Not everyone communicates the same way. Some like talking about their issues, while others just tend to stay quiet. However, if you choose to stay quiet, the negative feelings can build up over time, causing you to break up. Breaking up might seem easier than talking about your issues.

But then again, the break-up doesn’t last long because you start to miss each other and pick up right where you left off. Unfortunately, the cycle doesn’t end there. Are you wondering why? It’s because whenever problems arise, you break up instead of properly communicating with each other.

So, the cycle continues, until one of you decide to break it off or finally start to communicate.

Incompatibility

You may love each other a lot, but if you two aren’t compatible, things will never work out. Let’s take a look at an example.

Two people can have great chemistry and still end up having a lot of disagreements. While it is okay to have different opinions and disagree with each other, if it keeps on happening as a recurring thing in the relationship, it can lead to frequent breakups.

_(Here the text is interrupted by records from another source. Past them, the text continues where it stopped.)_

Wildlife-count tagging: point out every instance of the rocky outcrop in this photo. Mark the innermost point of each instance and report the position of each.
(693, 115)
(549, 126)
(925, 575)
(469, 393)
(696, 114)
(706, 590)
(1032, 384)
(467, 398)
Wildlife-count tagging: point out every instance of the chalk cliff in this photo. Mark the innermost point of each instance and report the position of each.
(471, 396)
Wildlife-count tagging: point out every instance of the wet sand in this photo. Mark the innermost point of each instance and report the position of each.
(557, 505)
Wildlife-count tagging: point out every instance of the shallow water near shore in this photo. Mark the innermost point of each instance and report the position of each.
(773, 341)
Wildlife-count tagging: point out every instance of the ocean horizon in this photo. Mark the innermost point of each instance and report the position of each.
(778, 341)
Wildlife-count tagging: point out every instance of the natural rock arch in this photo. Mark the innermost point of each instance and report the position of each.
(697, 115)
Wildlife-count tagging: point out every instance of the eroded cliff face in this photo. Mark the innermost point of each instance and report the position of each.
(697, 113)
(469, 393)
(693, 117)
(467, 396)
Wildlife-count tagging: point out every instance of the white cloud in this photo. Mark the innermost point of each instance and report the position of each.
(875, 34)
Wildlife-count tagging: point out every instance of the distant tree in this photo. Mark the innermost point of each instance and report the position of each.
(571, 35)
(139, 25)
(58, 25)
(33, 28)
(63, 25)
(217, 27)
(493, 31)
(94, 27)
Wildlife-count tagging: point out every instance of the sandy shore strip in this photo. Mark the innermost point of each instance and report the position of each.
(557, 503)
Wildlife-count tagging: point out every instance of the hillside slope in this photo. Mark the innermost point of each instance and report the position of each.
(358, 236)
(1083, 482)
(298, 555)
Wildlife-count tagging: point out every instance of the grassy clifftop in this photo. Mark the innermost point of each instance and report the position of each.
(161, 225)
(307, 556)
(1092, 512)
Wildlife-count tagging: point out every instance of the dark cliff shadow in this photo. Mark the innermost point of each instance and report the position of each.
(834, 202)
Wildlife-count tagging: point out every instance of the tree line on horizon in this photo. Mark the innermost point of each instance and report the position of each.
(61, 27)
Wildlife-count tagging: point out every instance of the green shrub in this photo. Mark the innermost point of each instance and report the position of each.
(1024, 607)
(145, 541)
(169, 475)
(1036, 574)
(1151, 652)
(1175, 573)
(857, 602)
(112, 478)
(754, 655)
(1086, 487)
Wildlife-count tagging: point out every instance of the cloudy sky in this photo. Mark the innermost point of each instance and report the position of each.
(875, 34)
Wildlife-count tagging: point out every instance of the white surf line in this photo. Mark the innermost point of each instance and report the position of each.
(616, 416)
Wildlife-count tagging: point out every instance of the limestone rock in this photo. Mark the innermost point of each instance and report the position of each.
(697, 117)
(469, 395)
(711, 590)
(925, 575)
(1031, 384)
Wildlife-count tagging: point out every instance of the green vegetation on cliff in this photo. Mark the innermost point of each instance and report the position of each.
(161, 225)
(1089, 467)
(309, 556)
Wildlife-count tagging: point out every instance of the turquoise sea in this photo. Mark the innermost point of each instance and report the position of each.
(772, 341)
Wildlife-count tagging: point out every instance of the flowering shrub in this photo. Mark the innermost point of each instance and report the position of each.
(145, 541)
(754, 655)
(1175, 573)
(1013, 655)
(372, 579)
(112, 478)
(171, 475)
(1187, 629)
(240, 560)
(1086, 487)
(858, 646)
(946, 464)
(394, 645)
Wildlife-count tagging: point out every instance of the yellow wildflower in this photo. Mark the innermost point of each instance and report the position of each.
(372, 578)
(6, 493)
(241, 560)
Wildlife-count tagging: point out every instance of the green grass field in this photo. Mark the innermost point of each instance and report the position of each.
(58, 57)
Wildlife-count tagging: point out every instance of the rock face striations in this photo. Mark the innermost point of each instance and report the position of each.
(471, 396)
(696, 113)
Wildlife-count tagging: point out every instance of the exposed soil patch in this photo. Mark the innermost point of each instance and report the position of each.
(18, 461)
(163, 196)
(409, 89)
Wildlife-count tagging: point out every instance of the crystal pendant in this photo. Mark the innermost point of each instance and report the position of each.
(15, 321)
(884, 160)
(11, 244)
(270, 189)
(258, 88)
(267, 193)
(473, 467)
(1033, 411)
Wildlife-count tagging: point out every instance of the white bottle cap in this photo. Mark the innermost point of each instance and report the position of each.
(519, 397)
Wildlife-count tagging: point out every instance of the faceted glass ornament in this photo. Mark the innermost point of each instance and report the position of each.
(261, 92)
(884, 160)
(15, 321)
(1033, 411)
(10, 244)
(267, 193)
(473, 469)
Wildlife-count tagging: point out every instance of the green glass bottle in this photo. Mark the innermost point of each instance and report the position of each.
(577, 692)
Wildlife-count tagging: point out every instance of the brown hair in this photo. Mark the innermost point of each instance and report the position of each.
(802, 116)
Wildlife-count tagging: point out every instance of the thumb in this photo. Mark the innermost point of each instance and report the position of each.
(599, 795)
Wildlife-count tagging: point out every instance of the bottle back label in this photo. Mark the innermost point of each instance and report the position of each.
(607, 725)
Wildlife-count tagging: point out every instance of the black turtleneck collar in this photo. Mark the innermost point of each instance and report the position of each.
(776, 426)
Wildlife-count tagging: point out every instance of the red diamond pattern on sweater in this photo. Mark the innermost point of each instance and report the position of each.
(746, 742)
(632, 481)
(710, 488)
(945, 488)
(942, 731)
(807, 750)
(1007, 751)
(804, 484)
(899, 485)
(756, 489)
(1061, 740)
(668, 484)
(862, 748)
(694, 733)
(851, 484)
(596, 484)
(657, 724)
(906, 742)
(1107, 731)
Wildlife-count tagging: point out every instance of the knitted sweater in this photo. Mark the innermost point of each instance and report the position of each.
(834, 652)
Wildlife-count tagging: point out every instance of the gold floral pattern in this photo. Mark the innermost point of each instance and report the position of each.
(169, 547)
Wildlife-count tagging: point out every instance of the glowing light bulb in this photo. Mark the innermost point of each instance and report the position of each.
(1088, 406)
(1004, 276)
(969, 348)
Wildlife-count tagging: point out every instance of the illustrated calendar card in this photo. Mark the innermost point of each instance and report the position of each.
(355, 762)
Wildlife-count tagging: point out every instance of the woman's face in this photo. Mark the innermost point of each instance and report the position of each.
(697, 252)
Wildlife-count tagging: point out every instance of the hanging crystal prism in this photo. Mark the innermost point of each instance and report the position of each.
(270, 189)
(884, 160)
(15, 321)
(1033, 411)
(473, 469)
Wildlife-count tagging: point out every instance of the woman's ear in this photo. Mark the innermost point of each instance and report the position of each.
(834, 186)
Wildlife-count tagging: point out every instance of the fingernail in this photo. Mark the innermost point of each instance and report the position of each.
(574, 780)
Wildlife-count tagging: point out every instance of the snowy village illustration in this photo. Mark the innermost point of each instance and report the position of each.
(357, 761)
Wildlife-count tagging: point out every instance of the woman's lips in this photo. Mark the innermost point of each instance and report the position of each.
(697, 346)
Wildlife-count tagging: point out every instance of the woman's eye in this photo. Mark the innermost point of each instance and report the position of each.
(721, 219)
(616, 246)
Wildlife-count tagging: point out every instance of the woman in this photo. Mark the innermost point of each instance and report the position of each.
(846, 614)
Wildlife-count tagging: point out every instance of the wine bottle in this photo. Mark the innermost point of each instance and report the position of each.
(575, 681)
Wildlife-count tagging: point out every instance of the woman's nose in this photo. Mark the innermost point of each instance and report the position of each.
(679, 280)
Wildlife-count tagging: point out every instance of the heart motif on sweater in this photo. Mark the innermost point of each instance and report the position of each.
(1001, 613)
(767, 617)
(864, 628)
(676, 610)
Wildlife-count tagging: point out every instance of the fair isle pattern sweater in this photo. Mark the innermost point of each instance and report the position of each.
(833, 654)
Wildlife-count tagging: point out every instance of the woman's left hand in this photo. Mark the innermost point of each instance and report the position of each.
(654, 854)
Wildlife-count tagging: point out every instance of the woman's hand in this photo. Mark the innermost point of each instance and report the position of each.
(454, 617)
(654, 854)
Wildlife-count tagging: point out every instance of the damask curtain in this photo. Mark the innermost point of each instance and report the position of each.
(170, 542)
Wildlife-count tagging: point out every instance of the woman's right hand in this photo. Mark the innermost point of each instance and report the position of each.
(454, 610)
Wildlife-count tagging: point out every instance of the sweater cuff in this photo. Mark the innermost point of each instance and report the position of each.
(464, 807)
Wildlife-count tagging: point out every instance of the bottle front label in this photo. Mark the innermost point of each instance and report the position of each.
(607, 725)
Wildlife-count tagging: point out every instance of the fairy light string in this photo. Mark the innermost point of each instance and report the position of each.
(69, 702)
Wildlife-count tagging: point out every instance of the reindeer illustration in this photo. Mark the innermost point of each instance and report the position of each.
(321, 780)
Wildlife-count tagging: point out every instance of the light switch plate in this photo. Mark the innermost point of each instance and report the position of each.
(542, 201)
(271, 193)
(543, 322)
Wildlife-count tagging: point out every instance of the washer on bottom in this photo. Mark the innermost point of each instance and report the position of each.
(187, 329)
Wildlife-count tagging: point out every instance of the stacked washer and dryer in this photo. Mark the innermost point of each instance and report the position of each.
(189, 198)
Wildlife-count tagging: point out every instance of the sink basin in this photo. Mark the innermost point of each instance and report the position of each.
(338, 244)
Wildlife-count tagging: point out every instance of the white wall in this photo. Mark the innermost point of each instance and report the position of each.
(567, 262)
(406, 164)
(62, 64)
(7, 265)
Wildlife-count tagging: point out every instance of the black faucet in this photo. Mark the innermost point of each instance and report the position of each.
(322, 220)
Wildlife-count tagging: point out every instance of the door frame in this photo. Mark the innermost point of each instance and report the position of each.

You two barely agree on things and call it quits. But since the chemistry is great, you end up patching things up to make it work again. Do you the cycle?

A Lot of History

It is often hard to let go of the things which have happened in the past. Mainly because it caused you a great deal of pain.

However, one downside of having way too many bitter memories together is that they get brought up during a fight, causing you two to break things off.

Nonetheless, since you have already invested so much time into the relationship, it might seem like a waste of time to call things off. This is one of the major reasons why couples don’t break up even though they are unhappy with each other.

Uncertainty

If someone has told you that they have ‘figured’ it all out, they are probably lying because life is full of unexpected changes. And while it is okay to not have life figured out yet, what’s not okay is to keep going back to your ex even though you are unsure about them.

So, Is It Worth The Hard Work?

In my humble opinion, most people patch things up because they get lonely. In order to fill up that emptiness, they end up reaching out to their exes to reignite things again. However, this happiness only lasts temporarily.

Therefore, ask yourself – Are you only trying to patch things up because you are lonely? Or do you want them back in your life because you love them?

If it is the latter, then it is okay to try to work things out!

When To Stop Trying To Make It Work?

On and off relationships are generally associated with a lot of toxic and bad memories. One of the first red flags of going back to your ex is when you see that they still have commitment issues. They either want to make this work with you or they don’t.

What I mean, respect yourself enough to not let anyone else take the advantage of your love for them. Especially when they don’t reciprocate it in a similar way.

If you think your partner does not appreciate you enough and is unable to rectify previous mistakes, then you should call it quits. This is because dealing with an extreme amount of toxicity and negative feelings that are recurring, can be emotionally draining for both of you.

So why not save yourself these frequent heartbreaks and focus on something more meaningful and worthwhile?

How To Make It Work?

Are you still hell-bent on making things work out? If it is because you genuinely love each other and think this relationship deserves one last chance, then, you can try going to a couple’s therapy. Not only will this will help you to talk out your differences, but it will also enable you to understand each other a lot better.

Yes, it will be very hard because a lot of things from the past will get brought up. And some of these things might include certain memories or incidents which you are not proud of. But you both have grown as a person and you are trying to make this work out, despite the emotional baggage you may carry. And this shows nothing but potential for fixing things between the two of you.